Phegley hit a tying solo home run with two outs in the bottom of the ninth off right-hander Hiram Burgos. The A’s lost a one-run lead in the top of the ninth when Milwaukee’s Yadiel Rivera hit a two-run homer off Dylan Covey to nearly the same spot where Phegley’s landed in left field.

“It felt a lot better after the 97 mile per hour sinker guy I saw before that,” Phegley said with a grin. “That was tough. I was glad I got another AB. I was hoping we’d have held onto (the lead) and I didn’t need one, but that’s a good way to end the day.”

Phegley also had good news before the game. He tested his shoulder by throwing to bases and said it felt “100 percent normal.” That bodes well for Melvin’s plan to rest Phegley on Sunday and have him behind the plate for the first time this spring Monday.

“Very much so,” Phegley said when asked if he’s eager to catch in games. “After my first couple ABs this spring, I need to contribute with some defense, I think. But that (homer) makes me feel a little bit better about the offense.”

Smooth transition – New second baseman Jed Lowrie made a nifty defensive play in the third inning, charging a ball that ricocheted off of reliever Liam Hendriks, fielding it and flipping to first base with his glove for the out.
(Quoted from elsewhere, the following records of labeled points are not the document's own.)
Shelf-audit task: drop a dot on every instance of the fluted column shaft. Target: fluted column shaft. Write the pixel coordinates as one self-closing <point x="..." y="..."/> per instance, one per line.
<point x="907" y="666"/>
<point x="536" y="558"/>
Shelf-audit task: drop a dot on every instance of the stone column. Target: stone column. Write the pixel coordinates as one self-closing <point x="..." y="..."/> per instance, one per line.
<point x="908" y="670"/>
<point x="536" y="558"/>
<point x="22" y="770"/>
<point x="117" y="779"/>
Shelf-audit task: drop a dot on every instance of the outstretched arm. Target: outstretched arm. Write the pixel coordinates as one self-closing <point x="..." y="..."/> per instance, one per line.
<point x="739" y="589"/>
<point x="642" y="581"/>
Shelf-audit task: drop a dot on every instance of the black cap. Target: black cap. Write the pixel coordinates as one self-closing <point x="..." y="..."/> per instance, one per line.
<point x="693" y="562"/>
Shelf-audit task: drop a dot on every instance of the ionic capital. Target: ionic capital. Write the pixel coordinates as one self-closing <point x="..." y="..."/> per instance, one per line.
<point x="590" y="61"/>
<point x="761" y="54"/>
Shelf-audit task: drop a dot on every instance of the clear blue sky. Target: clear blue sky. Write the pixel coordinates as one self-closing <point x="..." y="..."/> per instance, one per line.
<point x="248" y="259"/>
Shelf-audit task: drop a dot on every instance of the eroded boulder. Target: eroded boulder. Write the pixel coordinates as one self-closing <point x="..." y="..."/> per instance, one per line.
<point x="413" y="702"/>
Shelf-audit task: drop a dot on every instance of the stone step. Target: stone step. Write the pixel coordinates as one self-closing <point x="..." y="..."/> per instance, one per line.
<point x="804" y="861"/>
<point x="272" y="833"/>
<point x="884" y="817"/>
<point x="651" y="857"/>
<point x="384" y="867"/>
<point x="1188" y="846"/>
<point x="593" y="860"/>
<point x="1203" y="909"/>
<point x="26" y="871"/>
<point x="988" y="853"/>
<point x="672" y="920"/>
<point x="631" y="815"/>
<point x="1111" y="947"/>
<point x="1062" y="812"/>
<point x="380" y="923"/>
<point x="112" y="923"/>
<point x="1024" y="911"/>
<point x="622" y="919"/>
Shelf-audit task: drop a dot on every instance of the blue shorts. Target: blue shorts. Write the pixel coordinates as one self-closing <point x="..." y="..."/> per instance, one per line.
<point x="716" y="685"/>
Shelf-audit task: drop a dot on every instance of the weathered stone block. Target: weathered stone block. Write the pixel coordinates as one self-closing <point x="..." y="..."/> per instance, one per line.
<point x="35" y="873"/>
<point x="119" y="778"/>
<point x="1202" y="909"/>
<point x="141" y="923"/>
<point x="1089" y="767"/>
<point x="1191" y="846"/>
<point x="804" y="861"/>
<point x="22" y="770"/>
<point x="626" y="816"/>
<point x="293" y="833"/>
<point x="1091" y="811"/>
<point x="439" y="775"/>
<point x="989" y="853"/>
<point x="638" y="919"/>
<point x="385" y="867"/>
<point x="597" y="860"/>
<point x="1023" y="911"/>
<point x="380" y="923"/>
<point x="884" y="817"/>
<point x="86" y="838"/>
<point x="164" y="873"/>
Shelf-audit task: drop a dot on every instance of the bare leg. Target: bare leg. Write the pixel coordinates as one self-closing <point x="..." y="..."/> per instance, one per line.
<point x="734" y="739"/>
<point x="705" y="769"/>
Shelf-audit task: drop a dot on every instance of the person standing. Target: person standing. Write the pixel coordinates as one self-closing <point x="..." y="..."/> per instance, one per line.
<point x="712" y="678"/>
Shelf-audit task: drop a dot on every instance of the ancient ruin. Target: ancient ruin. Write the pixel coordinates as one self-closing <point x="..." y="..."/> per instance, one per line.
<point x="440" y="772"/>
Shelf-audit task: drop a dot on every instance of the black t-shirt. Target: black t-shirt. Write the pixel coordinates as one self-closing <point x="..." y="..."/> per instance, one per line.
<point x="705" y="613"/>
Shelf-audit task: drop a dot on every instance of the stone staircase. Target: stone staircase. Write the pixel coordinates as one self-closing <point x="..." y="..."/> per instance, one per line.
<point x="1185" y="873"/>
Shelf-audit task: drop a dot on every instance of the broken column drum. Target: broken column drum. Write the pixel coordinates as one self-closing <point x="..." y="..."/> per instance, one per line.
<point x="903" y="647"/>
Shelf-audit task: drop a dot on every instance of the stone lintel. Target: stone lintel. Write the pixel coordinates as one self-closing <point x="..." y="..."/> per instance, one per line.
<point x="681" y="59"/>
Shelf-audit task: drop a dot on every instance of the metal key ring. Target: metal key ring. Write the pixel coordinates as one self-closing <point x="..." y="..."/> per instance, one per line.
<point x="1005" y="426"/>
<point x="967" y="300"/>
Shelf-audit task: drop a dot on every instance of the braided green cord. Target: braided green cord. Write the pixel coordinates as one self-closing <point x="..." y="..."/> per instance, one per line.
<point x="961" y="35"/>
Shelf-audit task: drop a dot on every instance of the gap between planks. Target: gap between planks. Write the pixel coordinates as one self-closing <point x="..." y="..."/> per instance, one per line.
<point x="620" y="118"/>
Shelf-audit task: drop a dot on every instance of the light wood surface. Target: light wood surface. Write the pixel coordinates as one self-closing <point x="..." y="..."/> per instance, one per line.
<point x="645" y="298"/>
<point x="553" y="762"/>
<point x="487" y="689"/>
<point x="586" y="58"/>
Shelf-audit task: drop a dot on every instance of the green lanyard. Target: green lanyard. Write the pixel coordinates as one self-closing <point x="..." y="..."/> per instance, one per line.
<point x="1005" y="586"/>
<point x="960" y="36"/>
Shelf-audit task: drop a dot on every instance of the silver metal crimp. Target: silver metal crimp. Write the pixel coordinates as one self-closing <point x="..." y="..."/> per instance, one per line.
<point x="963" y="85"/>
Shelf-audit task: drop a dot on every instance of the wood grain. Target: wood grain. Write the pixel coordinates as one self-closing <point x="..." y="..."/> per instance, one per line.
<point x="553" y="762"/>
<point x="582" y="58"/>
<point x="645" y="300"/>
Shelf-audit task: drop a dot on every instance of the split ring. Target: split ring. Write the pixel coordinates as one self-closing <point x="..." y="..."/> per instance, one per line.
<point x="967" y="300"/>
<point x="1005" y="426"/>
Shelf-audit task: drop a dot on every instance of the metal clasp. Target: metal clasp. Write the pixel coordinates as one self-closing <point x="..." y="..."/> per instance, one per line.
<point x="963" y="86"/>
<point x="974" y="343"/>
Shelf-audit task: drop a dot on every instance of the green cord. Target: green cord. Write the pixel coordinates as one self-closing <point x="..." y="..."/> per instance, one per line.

Lowrie still is getting used to playing on the right side of the infield, where he has just 58 games of major-league experience but will start the season for the A’s. A separate story on how Lowrie is handling the transition – and his thoughts on MLB’s new slide rules at second base – will appear in Sunday’s Sacramento Bee. But here was Melvin after Saturday’s game when asked about Lowrie’s play:

“He’s made some nice double play turns too, made a play up the middle (Friday). When you haven’t been out there in a while at that position, it’s not as easy as he’s making it look right now. He’s doing that with hard work. We’re keeping him at second base right now to re-learn the position, but it looks like it’s riding a bike for him.”

Et cetera – Hendriks, expected to be a key reliever for the A’s in late-game situations, made his spring debut and pitched a scoreless inning with one hit and one strikeout.

“Ball was jumping,” Melvin said. “A lot of times with a new team, first time out, you can get a little jumpy, but it seemed like after the first couple of pitches he found his rhythm. If he’s throwing the ball over the plate and getting ahead, he’s going to be tough to hit.”

▪ First baseman and left fielder Mark Canha, who’s been limited by back stiffness, resumed baseball activities Saturday, playing catch and swinging a bat. Canha said he felt “really good” and hopes to ramp up his activities.

▪ Right-hander Henderson Alvarez, recovering from shoulder surgery, is scheduled for a bullpen session Sunday.

▪ Right-hander Jarrod Parker, being brought along slowly after a series of injury issues the past two years, Sunday will throw two sets of 20 pitches with a rest in between to simulate an inning break.